Occhi color fuoco lo guardavano, sghignazzando, sondavano le sue ferite, vogliosi d'infliggerne ulteriori.
Misha si ritrovò con la schiena premuta contro i ruderi che i tedeschi si erano lasciati alle spalle ed una mano stretta attorno al collo.
I due rubini ridevano, guardando come era stato facile piegare quella capitale.
Il moro si morse le labbra a sangue, pur di non esternare il proprio dolore: era in lui, l'aveva violato fino a quel punto, deturpandogli anche l'ultimo residuo d'orgoglio che gli era rimasto.
Non avrebbe pianto, non avrebbe urlato, non avrebbe implorato. Doveva essere forte contro il nemico.
Qualcuno urlò al posto suo, una voce che conosceva fin troppo bene.
Mikael, lui, il minore, il più debole, quello con le responsabilità, la sua controparte, suo ... gemello.
Misha voltò il capo, tremando, rifiutando l'idea che anche lui fosse costretto a subire quell'orrore.
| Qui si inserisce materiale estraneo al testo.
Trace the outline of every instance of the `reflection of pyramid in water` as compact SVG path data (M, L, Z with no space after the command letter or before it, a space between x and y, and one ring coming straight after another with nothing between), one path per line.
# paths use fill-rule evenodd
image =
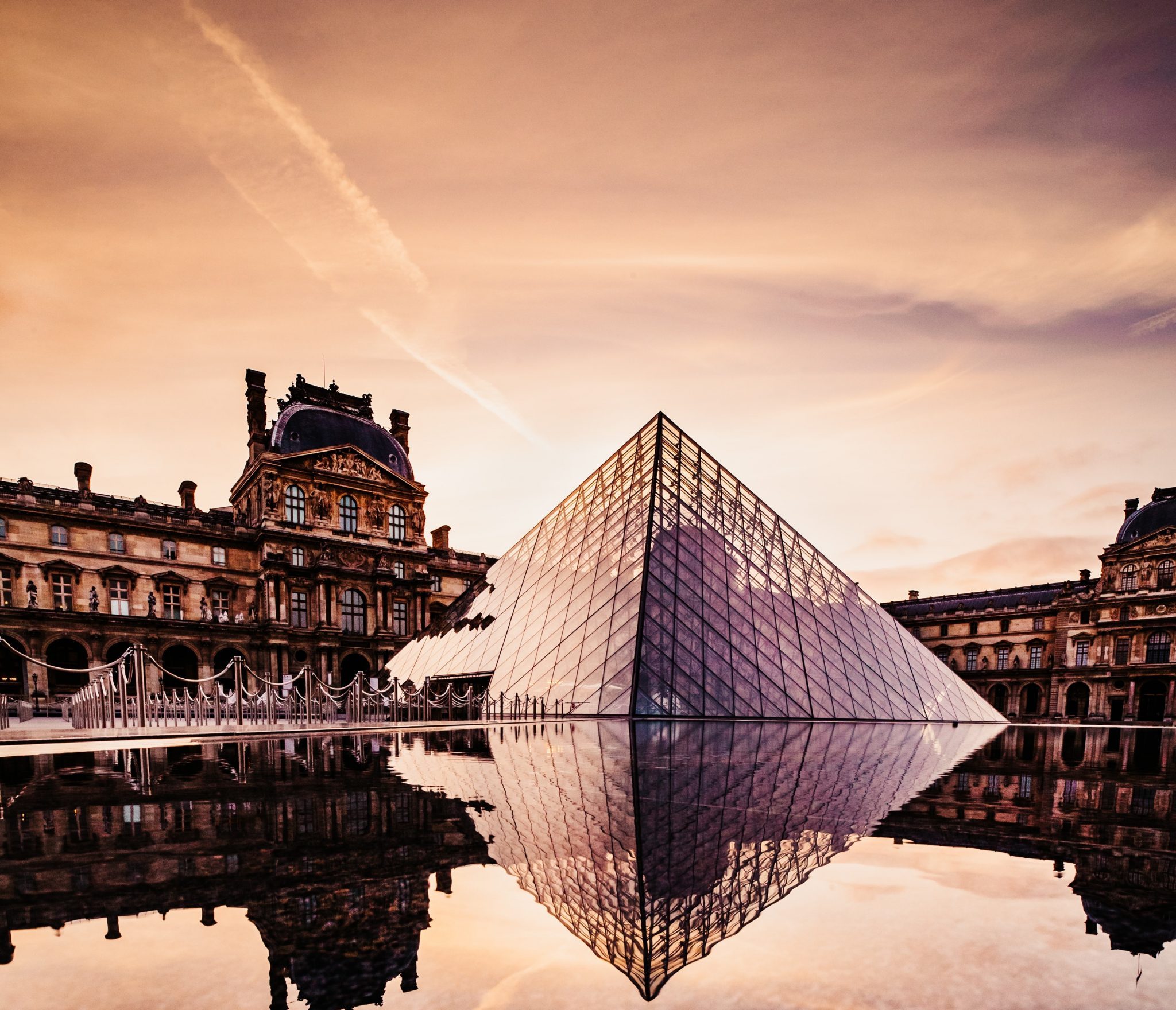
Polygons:
M1003 721L661 414L388 669L576 715Z
M496 863L652 999L996 731L597 722L490 730L493 757L405 748Z

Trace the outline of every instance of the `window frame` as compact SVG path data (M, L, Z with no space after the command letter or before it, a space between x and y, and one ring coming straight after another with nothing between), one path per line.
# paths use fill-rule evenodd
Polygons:
M360 528L360 503L354 495L339 496L339 529L343 533L356 533Z
M388 506L388 540L397 543L408 540L408 513L399 502Z
M286 522L306 524L306 491L299 484L288 484L282 495L282 515Z

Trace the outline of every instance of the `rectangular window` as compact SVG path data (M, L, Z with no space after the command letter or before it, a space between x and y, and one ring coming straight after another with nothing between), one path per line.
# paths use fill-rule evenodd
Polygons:
M183 620L183 603L179 586L163 587L163 616L171 621Z
M1123 637L1115 640L1115 664L1122 667L1131 662L1131 640Z
M49 584L53 587L53 609L73 610L73 576L54 571Z
M131 616L131 583L126 578L111 580L111 613L119 617Z
M305 628L309 623L309 606L305 589L290 590L290 627Z

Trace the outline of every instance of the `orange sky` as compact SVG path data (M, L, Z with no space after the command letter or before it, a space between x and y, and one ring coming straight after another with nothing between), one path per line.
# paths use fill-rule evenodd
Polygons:
M0 0L0 47L4 476L222 504L243 369L326 356L474 550L659 409L878 598L1097 567L1176 483L1169 4Z

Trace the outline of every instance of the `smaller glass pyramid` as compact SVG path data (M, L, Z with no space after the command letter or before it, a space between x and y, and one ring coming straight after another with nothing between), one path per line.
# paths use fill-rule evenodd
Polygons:
M663 414L388 671L574 715L1004 722Z

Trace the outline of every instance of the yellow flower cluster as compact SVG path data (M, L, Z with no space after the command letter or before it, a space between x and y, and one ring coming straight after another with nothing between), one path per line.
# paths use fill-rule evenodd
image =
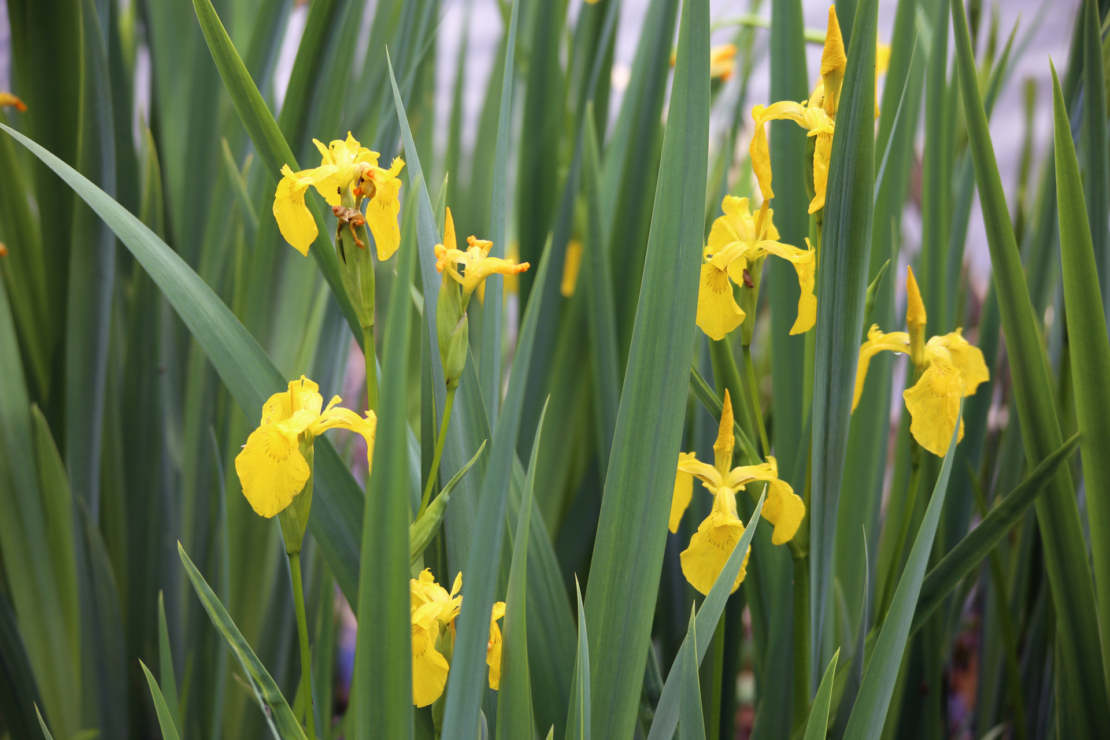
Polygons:
M790 334L808 332L817 322L816 253L780 243L771 221L774 211L764 201L753 217L748 199L726 195L720 204L725 215L713 223L697 294L697 325L714 339L725 338L744 323L744 310L733 295L733 283L745 285L750 280L745 273L755 265L763 266L761 260L768 254L786 260L798 273L801 297Z
M694 496L694 478L713 494L713 509L702 521L697 534L690 538L689 547L679 556L683 575L690 586L702 594L709 594L714 581L725 569L728 556L744 535L744 523L736 511L736 493L748 484L766 483L767 498L763 517L775 527L771 543L783 545L794 538L806 516L806 505L794 493L794 488L778 477L778 463L774 457L760 465L733 467L733 403L725 392L725 405L720 413L720 428L713 445L714 465L698 462L694 453L679 453L678 473L675 476L675 493L670 500L669 529L678 531L678 524ZM736 576L729 592L735 591L747 572L748 554Z
M443 696L451 670L451 653L455 645L455 617L463 606L458 591L463 574L455 576L451 592L435 582L430 569L410 581L412 595L413 703L427 707ZM497 620L505 616L505 602L493 605L490 615L490 642L486 665L490 666L490 688L501 688L501 628Z
M916 382L902 393L911 419L909 430L921 447L944 457L956 429L956 419L959 418L960 398L972 395L980 383L989 381L990 372L982 351L968 344L961 328L944 336L935 336L926 343L925 303L914 278L914 270L909 267L906 273L906 323L909 331L884 334L878 324L875 324L867 332L867 342L859 347L851 410L856 410L859 396L864 393L864 381L867 378L867 366L871 357L884 351L909 355L916 367ZM963 422L960 422L957 440L962 438Z
M304 204L309 187L315 187L336 215L343 207L351 207L344 206L344 196L351 199L355 210L361 207L363 197L369 197L365 222L377 244L377 259L389 260L401 245L397 175L405 163L395 159L389 170L377 166L379 153L360 144L350 133L346 140L336 139L327 146L315 139L312 142L320 150L319 168L293 172L286 164L281 170L273 212L282 236L297 252L309 254L309 246L319 234L316 222Z
M256 514L270 518L293 503L312 475L302 445L311 449L316 435L327 429L357 432L366 439L367 462L373 458L377 417L366 412L362 418L336 406L341 401L335 396L321 410L320 386L303 375L289 384L289 391L270 396L259 428L235 457L243 495Z

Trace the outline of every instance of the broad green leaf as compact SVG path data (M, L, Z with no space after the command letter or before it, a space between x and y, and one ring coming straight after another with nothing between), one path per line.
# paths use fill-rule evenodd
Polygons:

La conferma arrivò dalla risata dell'albino in divisa nera che lo sovrastava, ancora prima che i suoi occhi grigi vedessero l'orrore che l'altro nazista stava compiendo.
La chiamavano conquista, ma per quei due ragazzi, per quella città violata non era altro che dolore; dolore nel vedersi privare di tutto, persino la dignità di se stessi.


Gli scempi di ciò che il passaggio nazista procurò a Minsk sono ancora ben impressi nel corpo e nella memoria dei due rappresentanti, lasciando in loro un radicato odio verso i tedeschi e un velato timore per ciò che furono costretti a subire.

Nelle orecchie del maggiore non rimbombava altro che l'urlo sordo di dolore di Mikael, sottoposto anche lui a quella folle violenza; Misha colto da disperazione allungò un braccio verso di lui, annaspando tra polvere e sassi, fino a stringere la sua mano.
Gli occhi color argento bruciavano d'odio, mentre affondavano in quelli di sangue ridenti del suo aguzzino, uno sputo di sangue dipinse la guancia del nazista che rideva, a veder come le lacrime sul viso della città lasciavano scie umide dopo il loro passaggio.
Nonostante tutto Misha non lo udiva più, sentiva solo le unghie del minore conficcate nella carne della propria mano e gli sguardi impotenti che la propria nazione gli rivolgeva.
Avrebbe voluto morire, perché no?
Ma non se lo sarebbe concesso, non per mano di quegli esseri.